David Campos, who attended the protest representing District Attorney Chesa Boudin, also said that San Francisco has a history of establishing progressive policies it believed in, often in violation of federal law, and added that Boudin would not prosecute any drug-related cases stemming from safe injection sites.
“Chesa Boudin is supportive of safe consumption sites because they have been proven to save lives and based on that, he as the district attorney, has made it clear that our office will not be prosecuting any drug-related cases stemming from, or connected to, safe consumption sites,” Campos said in a phone interview. “San Francisco has pushed the envelope legally in other areas including legally in other areas, this area is where pushing the envelope is justified.”
For Campos, the effort to establish safe injection sites is also something he has supported for a long time. During his tenure as a San Francisco supervisor, he was the first elected official in San Francisco to introduce legislation to establish safe injection sites.
“I’ve been waiting for more than six years to have what I proposed become reality, and I hope that the powers that be in City Hall, the mayor, the supervisors, take the steps to make sure that his happen,” Campos said.

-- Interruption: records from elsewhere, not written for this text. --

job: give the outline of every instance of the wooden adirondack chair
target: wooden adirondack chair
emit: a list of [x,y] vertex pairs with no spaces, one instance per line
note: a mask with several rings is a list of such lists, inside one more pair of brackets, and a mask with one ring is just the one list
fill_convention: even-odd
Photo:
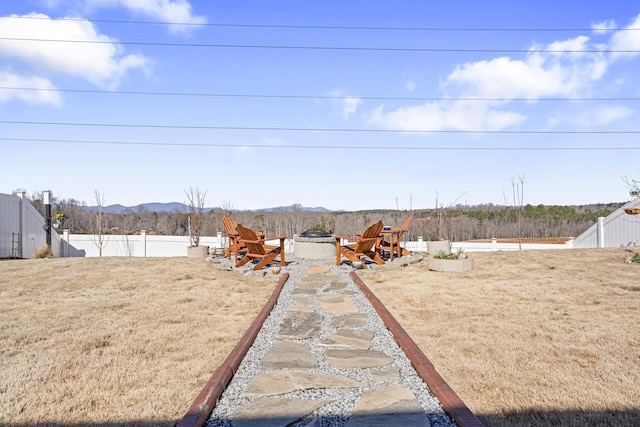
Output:
[[[382,221],[378,220],[367,227],[361,235],[356,237],[335,236],[336,238],[336,265],[340,265],[341,256],[355,261],[363,256],[367,256],[376,264],[384,264],[384,260],[380,258],[377,245],[380,242],[382,231]],[[341,245],[343,239],[355,240],[356,243],[350,245]]]
[[382,239],[380,241],[379,249],[381,252],[389,252],[389,259],[393,260],[394,254],[397,252],[399,257],[411,255],[407,249],[400,246],[400,238],[409,230],[409,224],[413,220],[415,212],[411,212],[411,215],[407,217],[402,223],[400,228],[382,229],[382,236],[389,236],[389,241]]
[[238,261],[236,244],[239,243],[239,240],[240,240],[240,236],[236,231],[237,225],[238,225],[238,221],[236,221],[235,219],[228,217],[226,215],[222,217],[222,229],[223,229],[222,233],[225,236],[227,236],[227,242],[228,242],[228,245],[224,250],[224,254],[228,259],[231,259],[231,254],[235,253],[236,262]]
[[[236,230],[238,221],[225,215],[222,217],[223,234],[227,236],[228,245],[224,250],[224,255],[231,259],[231,254],[235,255],[235,262],[238,262],[238,255],[247,251],[247,248],[241,244],[240,235]],[[262,230],[255,231],[258,239],[264,239]]]
[[[273,261],[276,257],[280,257],[280,265],[284,266],[284,240],[286,237],[276,237],[273,239],[269,238],[260,238],[255,231],[250,228],[243,226],[242,224],[238,224],[236,226],[236,231],[240,236],[239,243],[244,248],[246,248],[246,252],[243,251],[244,257],[236,262],[236,267],[241,267],[252,261],[253,259],[259,259],[258,262],[253,269],[260,270],[271,261]],[[265,244],[267,240],[280,240],[279,246],[272,246]]]

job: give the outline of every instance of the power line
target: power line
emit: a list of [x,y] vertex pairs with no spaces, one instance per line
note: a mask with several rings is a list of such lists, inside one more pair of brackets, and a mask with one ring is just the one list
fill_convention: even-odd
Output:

Supervisor Matt Haney, whose district includes the Tenderloin and Soma, where injection drug use and overdose deaths are concentrated, said in a phone interview that he supports Mayor Breed declaring a state of emergency and establishing safe injection sites as soon as possible, even before the passage of SB57.
“I think we should have done it years ago, and there’s no doubt that we should do it now, especially with the change of administration. I see no reason why the state of California or the administration in Washington would come down on San Francisco for using a strategy to save lives that works,” Haney said. “If we wait for the state law to pass, it will be a year and a half before we can possibly do this, that’s unacceptable.”
Supervisor Rafael Mandelman, who has addressed drug overdose deaths as an issue in the Castro, also confirmed that he supports protesters’ demands for Breed to declare overdose deaths as a public health emergency and to open safe injection sites.
As people continue to overdose every day in San Francisco, CODE Tenderloin Executive Director Del Seymour said there is something that every San Franciscan can do to help—get trained on how to administer Narcan.
“What I see here is 75 people with enough time and courage to come out here, but what I really see is 75 first-responders. Get that Narcan and learn how to use it,” said Seymour. “You don’t have to save ten thousand lives, you can save one.”